Zwischen 15 und 30 % aller chronischen Rückenschmerzen sind auf eine Problematik des Iliosakralgelenks zurückzuführen. Bei Patientinnen und Patienten mit operativen Eingriffen an der Wirbelsäule liegt der Anteil noch höher. Eine akkurate Diagnostik ist die Voraussetzung für eine gezielte Behandlung.
Das Iliosakralgelenk (ISG) ist das größte axiale Gelenk und weist die komplexeste und größte Gelenkfläche des Körpers auf. Durch das ISG hervorgerufene Schmerzen seien typischerweise im Gesäß lokalisiert, könnten aber auch zur Wirbelsäule, seltener zur Hüfte/Leiste und in die Beine ausstrahlen, sagte Dr. med. Richard Ibrahim (München).
Zur Erhärtung des Verdachts sollten klinische Tests wie der Distraktions-, Kompressions-, FABER- oder Thigh-Thrust-Test durchgeführt werden. Fallen mindestens 3 davon positiv aus, spricht dies laut Ibrahim mit je etwa 80%iger Sensitivität und Spezifität für das ISG als Schmerzquelle. Mittels Bildgebung sollten Differenzialdiagnosen wie eine Bandscheibenproblematik, eine Spinalstenose, ein Problem mit dem Hüftgelenk oder ein entzündliches Geschehen etwa bei rheumatischen Erkrankungen ausgeschlossen werden. Schließlich sollte als Bestätigung die Injektion eines Lokalanästhetikums in die Nähe des ISG zu einer signifikanten Schmerzreduktion führen (diagnostischer Block).
Therapie von konservativ zu invasiv
Auch Physio- bzw. manuelle Therapie käme immer als erstes zum Einsatz, ergänzte PD Dr. med. Simon Bayerl (Berlin). Die Ziele seien laut Dr. med. Hanns Christian Harzmann (München) die Mobilisation gelenknaher Strukturen (Ligamente) und angrenzender Gelenke, die Detonisierung der direkten und indirekten muskulären Strukturen, besonders der Hamstrings (ischiocrurale Muskulatur), und die Durchblutungsförderung. Harzmann betonte, dass Übungen zur Stabilisation und Kraft geräteunabhängig möglich seien und regelmäßig erfolgen sollten.
Lässt sich mit diesen Maßnahmen keine ausreichende Besserung erreichen, könne eine ISG-Infiltration vielen Betroffenen helfen, so Bayerl. Bleibt auch diese ohne Erfolg, sollte eine perkutane oder endoskopische Denervation erwogen werden. Laut Literatur profitierten 30 – 87 % der Betroffenen nach 6 Monaten und 12–77 % nach 12 Monaten von einer perkutanen Denervation.

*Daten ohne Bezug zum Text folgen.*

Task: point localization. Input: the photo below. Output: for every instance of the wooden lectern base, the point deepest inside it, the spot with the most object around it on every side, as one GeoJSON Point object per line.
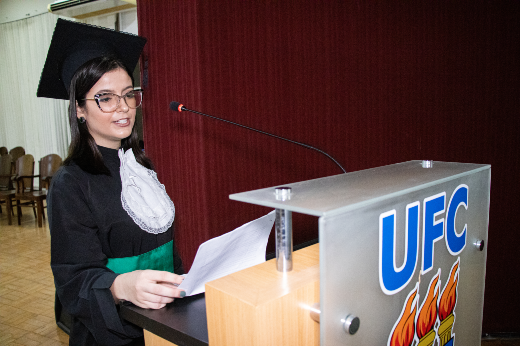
{"type": "Point", "coordinates": [261, 306]}
{"type": "Point", "coordinates": [150, 339]}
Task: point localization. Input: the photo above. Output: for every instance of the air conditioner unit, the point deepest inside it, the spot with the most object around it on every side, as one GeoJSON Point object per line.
{"type": "Point", "coordinates": [82, 9]}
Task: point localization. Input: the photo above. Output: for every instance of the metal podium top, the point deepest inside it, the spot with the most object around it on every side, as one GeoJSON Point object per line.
{"type": "Point", "coordinates": [337, 194]}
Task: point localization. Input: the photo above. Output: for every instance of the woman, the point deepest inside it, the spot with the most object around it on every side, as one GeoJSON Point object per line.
{"type": "Point", "coordinates": [110, 219]}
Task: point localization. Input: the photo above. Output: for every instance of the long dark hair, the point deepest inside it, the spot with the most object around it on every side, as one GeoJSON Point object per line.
{"type": "Point", "coordinates": [83, 149]}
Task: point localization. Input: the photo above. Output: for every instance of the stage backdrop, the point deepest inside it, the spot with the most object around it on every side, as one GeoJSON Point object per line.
{"type": "Point", "coordinates": [370, 82]}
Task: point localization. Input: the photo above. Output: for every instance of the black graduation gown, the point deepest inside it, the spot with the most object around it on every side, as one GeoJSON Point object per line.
{"type": "Point", "coordinates": [88, 225]}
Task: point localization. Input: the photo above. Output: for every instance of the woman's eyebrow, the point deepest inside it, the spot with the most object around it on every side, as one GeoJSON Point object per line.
{"type": "Point", "coordinates": [113, 91]}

Allerdings gebe es hohe Rezidivraten. Bessere Langzeitergebnisse ließen sich mit endoskopischer Denervation erreichen, bei ebenfalls geringer Komplikationsrate, so Bayerl. Eine operative Fusion komme lediglich für eine sehr kleine, ausgewählte Patientengruppe infrage.
Wie Bayerl weiter berichtete, wurde nun in einer randomisierten Studie erstmals die Wirksamkeit einer peripheren Nervenstimulation bei ISG-Schmerz untersucht. Einbezogen waren Patientinnen und Patienten, bei denen die genannten Therapieansätze (ausgenommen operative Fusion) ausgeschöpft waren. Einer vorläufigen Auswertung zufolge ließ sich mit der peripheren Nervenstimulation eine Verbesserung der Schmerzen von fast 80 auf weniger als 30 VAS(visuelle Analogskala)-Punkte nach 12 Monaten erreichen. Komplikationen habe es kaum gegeben. In der Kontrollgruppe wurde mit Physiotherapie keine Besserung erzielt. Bayerl hofft, dass sich mit diesem Ansatz in Zukunft operative Fusionen vermeiden lassen – bei besserem Outcome.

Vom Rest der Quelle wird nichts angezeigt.